Dizi Hakkında Genel Yorumum

  Daha öncede belirttiğim gibi diziye fragmanlardan gördüğüm kadarıyla ön yargılı yaklaşmıştım. İlk bölümü de zaten beğenmemiştim. İzlediğim dönem boş zamanlarıma denk gelmese izlemeyi bile bırakabilirdim. Belki daha sonra güzelleşir umuduyla izlemeye devam ettim. 2. Bölüme kelimenin tam anlamıyla bayılmıştım. Aksiyon sahneleri, o koşuşturmalar, dövüşler, bisikletli kovalamacalar, kızın konuşmaya başlamasıyla bölümün nasıl bittiğini anlamadım.


   3.bölümde ise denizkızının hafıza silmesine çok sinirlenmiştim. Çünkü hafıza silinmesi olaylarını hiçbir dizide sevmiyorum. Yaşanan her şey boşunaymış gibi geliyor. Neyse kızın tekrar Joon Jae’yi bulma aşamasını izlerken bayağı eğlendim ki bunu ikili sahneleri olmadığı için sıkıcı olacağını düşünmüştüm. İkisi tekrar buluşunca zaten dizi o kadar güzelleşti ki bölümleri ardı ardına devirmeye başladım. İzlerken şekilden şekile girmeler mi dersin, kahkahalar mı dersin...

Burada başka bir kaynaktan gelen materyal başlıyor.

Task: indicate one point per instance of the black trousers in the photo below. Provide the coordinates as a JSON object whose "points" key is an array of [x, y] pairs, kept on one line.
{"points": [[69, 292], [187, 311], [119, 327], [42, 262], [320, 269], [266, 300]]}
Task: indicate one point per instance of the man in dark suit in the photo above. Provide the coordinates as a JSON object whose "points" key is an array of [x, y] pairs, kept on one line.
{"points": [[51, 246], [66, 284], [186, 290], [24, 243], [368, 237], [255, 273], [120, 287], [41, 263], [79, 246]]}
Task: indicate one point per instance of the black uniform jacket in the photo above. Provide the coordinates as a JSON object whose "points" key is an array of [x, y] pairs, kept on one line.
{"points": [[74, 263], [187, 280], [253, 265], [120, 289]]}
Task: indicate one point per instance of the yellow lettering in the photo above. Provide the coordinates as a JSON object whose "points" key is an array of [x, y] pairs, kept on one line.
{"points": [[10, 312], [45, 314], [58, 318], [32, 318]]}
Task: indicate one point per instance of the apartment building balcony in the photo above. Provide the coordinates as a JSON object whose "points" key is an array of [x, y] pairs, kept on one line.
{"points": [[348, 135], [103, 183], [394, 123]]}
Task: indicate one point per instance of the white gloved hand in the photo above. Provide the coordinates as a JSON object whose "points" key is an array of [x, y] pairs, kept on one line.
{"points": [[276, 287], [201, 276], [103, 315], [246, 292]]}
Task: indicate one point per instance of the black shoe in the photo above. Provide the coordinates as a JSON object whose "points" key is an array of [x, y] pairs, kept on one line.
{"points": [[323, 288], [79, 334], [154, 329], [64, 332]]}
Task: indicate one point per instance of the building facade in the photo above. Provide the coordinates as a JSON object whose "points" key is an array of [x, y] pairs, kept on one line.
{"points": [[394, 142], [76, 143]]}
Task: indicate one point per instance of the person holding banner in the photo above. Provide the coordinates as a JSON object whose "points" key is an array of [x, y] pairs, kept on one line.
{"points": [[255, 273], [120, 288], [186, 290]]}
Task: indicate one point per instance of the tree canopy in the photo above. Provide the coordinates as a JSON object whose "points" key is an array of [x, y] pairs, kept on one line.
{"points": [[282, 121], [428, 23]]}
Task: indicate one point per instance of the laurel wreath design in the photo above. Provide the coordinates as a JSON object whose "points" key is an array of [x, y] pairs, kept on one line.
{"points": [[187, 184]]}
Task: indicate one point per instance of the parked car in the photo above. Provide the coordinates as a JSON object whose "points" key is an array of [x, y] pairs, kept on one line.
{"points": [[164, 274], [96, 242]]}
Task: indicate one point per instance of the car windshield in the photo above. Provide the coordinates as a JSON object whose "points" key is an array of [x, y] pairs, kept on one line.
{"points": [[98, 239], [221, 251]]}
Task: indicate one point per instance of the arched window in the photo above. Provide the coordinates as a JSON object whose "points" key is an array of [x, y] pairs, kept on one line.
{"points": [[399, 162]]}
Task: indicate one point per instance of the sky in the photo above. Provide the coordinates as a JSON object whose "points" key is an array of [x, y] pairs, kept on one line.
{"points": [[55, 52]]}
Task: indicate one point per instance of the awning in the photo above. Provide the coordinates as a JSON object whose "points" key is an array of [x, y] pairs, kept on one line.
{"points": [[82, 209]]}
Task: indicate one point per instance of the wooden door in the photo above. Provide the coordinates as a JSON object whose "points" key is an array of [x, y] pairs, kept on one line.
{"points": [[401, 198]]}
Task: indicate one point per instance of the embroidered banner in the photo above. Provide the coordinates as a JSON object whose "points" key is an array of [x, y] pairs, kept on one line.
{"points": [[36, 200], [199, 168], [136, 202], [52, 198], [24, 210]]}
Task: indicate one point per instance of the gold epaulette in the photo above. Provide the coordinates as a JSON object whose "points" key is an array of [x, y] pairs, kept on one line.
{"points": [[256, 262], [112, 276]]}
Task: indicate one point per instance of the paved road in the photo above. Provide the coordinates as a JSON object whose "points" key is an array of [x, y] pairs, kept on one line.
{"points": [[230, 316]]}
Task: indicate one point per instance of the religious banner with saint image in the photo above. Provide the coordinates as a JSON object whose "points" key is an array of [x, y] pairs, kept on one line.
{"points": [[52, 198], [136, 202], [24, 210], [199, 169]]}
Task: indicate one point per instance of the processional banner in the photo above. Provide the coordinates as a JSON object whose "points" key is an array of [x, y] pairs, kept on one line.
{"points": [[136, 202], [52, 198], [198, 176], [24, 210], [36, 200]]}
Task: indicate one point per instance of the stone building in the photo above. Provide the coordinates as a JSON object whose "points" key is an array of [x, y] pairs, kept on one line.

Diziyi izlerken ben (temsili değil)

   Aslında düşününce dizinin öyle ahım şahım bir konusu yok. Hele geçmiş kısımları bana göre çok sıkıcıydı. Bitse de günümüz kısmına gelsek modundaydım. Geçmişin tek etkisi günümüzde olacak olayları etkilemiş olmasıydı. Ancak oyunculuklar çok iyi olduğu için konu süper olmasa bile dizi kendini izlettiriyordu. Çok durağan bir konusu olsa, sadece Joon Jae’nin evindeki yaşantılarını, hep beraber masada yemek yemelerini izlesek bile sıkılmazdım. Fangirllük gözümü kör etmiş olabilir ama bazı şeylerin de elbet farkındayım. Son bölümlere doğru olaylar Joon Jae’nin babası üzerinden dönünce denizkızının arka planda kaldığını ve eski bölümlerin tadını vermediğini düşünüyorum. Ayrıca son bölüm istediğim gibi bitse de olması gereken bazı sahnelerin eksik olduğunu da düşünmekteyim. Özellikle finalden bir bölüm önce çok gereksiz bir olay yaşandı. Hadi deniz kızının gitmesi gerek, giderken neden bütün güzel anıları sildi ki herkesten? O kadar sinir oldum ki anlatamam. Hani hatıralar acı verse de silinmemeliydi? Resmen dizi kendiyle çelişti.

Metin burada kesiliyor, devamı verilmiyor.